Exploring Quantum Transport and Magnetic State Evolution in RAlSi (R = Ce, Pr, Nd, Sm, Gd) Weyl Semimetals

Weyl semimetals have become a central topic in condensed matter physics due to their topological properties and potential for advanced electronic applications . The unique band structures in these materials lead to notable magnetotransport phenomena, including linear, non-saturating magnetoresistance, Shubnikov–de Haas (SdH) oscillations, the topological Hall effect (THE), and weak antilocalization (WAL). Recent work on RAlSi compounds (R = Ce, Pr, Nd, Sm, Gd) identifies them as type-II Weyl semimetals, offering a valuable platform for studying topological states and transport properties in rare-earth systems.
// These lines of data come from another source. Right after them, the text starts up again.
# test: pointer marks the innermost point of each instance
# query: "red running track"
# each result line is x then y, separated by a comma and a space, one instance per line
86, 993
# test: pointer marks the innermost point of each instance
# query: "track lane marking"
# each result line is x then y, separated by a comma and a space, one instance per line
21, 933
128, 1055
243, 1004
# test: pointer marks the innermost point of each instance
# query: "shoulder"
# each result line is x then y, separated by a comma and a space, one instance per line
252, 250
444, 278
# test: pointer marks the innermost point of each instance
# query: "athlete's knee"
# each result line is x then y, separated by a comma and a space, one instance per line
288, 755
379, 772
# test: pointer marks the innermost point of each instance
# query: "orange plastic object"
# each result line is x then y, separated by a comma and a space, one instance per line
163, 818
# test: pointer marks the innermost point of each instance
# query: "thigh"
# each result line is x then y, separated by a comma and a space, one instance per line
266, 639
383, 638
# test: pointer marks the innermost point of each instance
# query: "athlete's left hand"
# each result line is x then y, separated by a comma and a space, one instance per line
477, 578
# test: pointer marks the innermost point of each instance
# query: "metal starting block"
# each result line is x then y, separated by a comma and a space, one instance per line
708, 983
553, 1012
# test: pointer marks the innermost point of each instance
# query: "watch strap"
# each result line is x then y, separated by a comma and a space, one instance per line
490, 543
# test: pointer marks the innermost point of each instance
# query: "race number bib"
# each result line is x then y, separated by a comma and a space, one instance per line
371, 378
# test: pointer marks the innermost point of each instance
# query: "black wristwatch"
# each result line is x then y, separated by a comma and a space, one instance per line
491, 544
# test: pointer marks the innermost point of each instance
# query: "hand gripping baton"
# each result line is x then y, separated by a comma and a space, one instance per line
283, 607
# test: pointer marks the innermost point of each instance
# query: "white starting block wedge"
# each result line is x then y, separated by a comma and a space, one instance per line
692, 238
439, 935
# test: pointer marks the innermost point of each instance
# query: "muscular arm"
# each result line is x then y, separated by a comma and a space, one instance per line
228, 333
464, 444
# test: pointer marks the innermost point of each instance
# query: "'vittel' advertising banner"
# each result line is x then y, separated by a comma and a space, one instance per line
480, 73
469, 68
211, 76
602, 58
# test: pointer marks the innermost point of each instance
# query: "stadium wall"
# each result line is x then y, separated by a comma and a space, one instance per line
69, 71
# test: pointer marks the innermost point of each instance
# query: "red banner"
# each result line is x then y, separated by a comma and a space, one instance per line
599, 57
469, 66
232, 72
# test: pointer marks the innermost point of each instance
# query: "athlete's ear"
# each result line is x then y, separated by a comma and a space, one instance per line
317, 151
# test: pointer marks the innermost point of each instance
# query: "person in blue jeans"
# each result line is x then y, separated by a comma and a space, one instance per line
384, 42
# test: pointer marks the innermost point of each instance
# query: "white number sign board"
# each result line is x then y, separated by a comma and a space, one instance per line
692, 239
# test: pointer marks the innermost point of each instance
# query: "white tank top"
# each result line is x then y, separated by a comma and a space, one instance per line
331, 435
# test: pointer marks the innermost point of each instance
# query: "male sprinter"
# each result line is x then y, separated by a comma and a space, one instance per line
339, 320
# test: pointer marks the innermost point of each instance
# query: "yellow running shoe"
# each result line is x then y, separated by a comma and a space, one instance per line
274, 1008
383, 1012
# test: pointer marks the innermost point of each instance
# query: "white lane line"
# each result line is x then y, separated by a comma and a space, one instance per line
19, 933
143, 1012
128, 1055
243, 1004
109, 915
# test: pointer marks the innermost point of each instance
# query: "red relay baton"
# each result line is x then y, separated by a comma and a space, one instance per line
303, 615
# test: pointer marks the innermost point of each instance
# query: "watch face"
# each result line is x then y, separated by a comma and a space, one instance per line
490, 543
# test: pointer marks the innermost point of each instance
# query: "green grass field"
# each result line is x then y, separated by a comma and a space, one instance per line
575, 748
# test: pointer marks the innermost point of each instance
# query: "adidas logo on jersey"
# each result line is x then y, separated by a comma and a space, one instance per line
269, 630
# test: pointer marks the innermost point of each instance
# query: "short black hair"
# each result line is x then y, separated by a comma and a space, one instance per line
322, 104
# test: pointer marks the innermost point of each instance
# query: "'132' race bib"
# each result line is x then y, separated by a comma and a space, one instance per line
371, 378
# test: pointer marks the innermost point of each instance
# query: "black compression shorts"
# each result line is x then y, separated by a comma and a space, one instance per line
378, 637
This presentation will compare the RAlSi series, focusing on how magnetic ordering—from ferromagnetic CeAlSi to antiferromagnetic GdAlSi—affects magnetotransport behavior and Fermi surface features. We will discuss the role of Weyl nodes in driving SdH oscillations and their variation with temperature and magnetic field, as well as the connection between SdH frequencies and distinct Weyl nodes. The findings highlight the impact of magnetic order and Weyl fermion dynamics on topological transport in rare-earth-based Weyl semimetals.